Motorola Education Computer Board (MECB)

I was thinking about programming VAX MACRO-32 Assembler language for a long time without actually writing anything, then in a totally natural diversion, I bought a clone of the original Motorola Education Computer Board (MECB) off Ebay. My nostalgic assembler trip was finally realised...

The original Motorola Education Computer board was first produced in 1982 as a cheap ($495) way of evaluating the CPU and as an introduction to the assembly language. The shining star was the Tutor ROM code that included a single line assembler and disassembler. I first came across this board at Hatfield Polytechnic (now University of Hertfordshire) during my degree course. It was housed in a large metal case (think Research Machines 380Z) with a single line vacuum flourescent display. Interaction was with a ADDS serial terminal.

Clone Board

My clone board was purchased off eBay in February 2006. I'm not sure how many have been/will be made. This is a picture of it (click for larger image ~330k):

MECB Small Image 33K

The clone board provides the same functionality as the original with the following exceptions:
  1. The RAM has been increased from 32K to 64K.
  2. The ROM size is selectable (via soldered jumper link) between 64K and 128K and at a different base address.
  3. There is no tape interface (see below for project to replace this).
  4. There is no prototyping area and the address bus brought out to a header is restricted to A1..A18.
  5. The two serial ports are restricted to 9600 or 19200 baud.
My post to the Easy68K forum contains a discussion about various aspects of this board.

Corrected ROMs

The ROMs supplied with the clone board have an assembly error embedded which corrupts the TRAP #14 function table. The ROM code is an exact copy of the original MECB Tutor V1.3 code, with the exception of a relocation of the ROM base. I found a version of the MECB Tutor V1.3 code that had been ported to the Easy68k assembler. Relocating and assembling this code resulted in a corrected version of the ROMs.

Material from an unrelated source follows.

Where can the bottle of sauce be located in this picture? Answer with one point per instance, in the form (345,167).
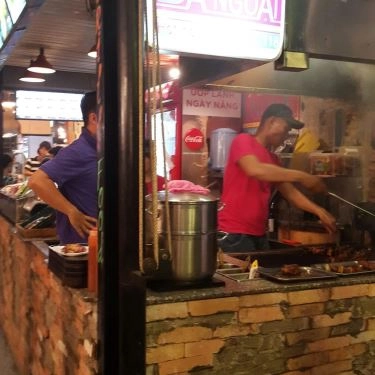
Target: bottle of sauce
(92,272)
(273,217)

The ROM images below are the necessary high/low images required for burning to 27C256 EPROMs.
  1. High ROM image.
  2. Low ROM image.
  3. Complete ROM image.
  4. Original Easy68K/unix68k assembler source.
  5. Listing file (produced by Easy68k).
  6. Motorola S-Record file (produced by Easy68k).

Tape Drive Interface

The original MECB board included hardware to interface to a cassette tape recorder driven by a couple of lines from the parallel input/output chip. I extracted the interface schematic from the original documentation and have produced a replacement PCB. I've used the tool diptrace (size limited but fully functional version is free) to create the schematic and lay out the PCB. I have created the interface board and fully tested it by saving and loading programs and memory to/from a computer wav file and a Sony Minidisc. Just don't ask me why you would want to do it (well, maybe later)!
  1. Parts list (.txt format)
  2. Schematic (small 40k) (large 292k)
  3. PCB Component layer (small 56k)
  4. PCB Component/Copper layer contrasting (small 57k)
  5. PCB Copper layer (small 60k) (large 1200dpi 805k)
  6. Diptrace schematics file
  7. Diptrace pcb file

Documentation

The following documentation has been useful during the exploration of this board:
  1. Original MECB Manual.
  2. Review of the original MECB.
  3. Clone MECB Manual, and schematics.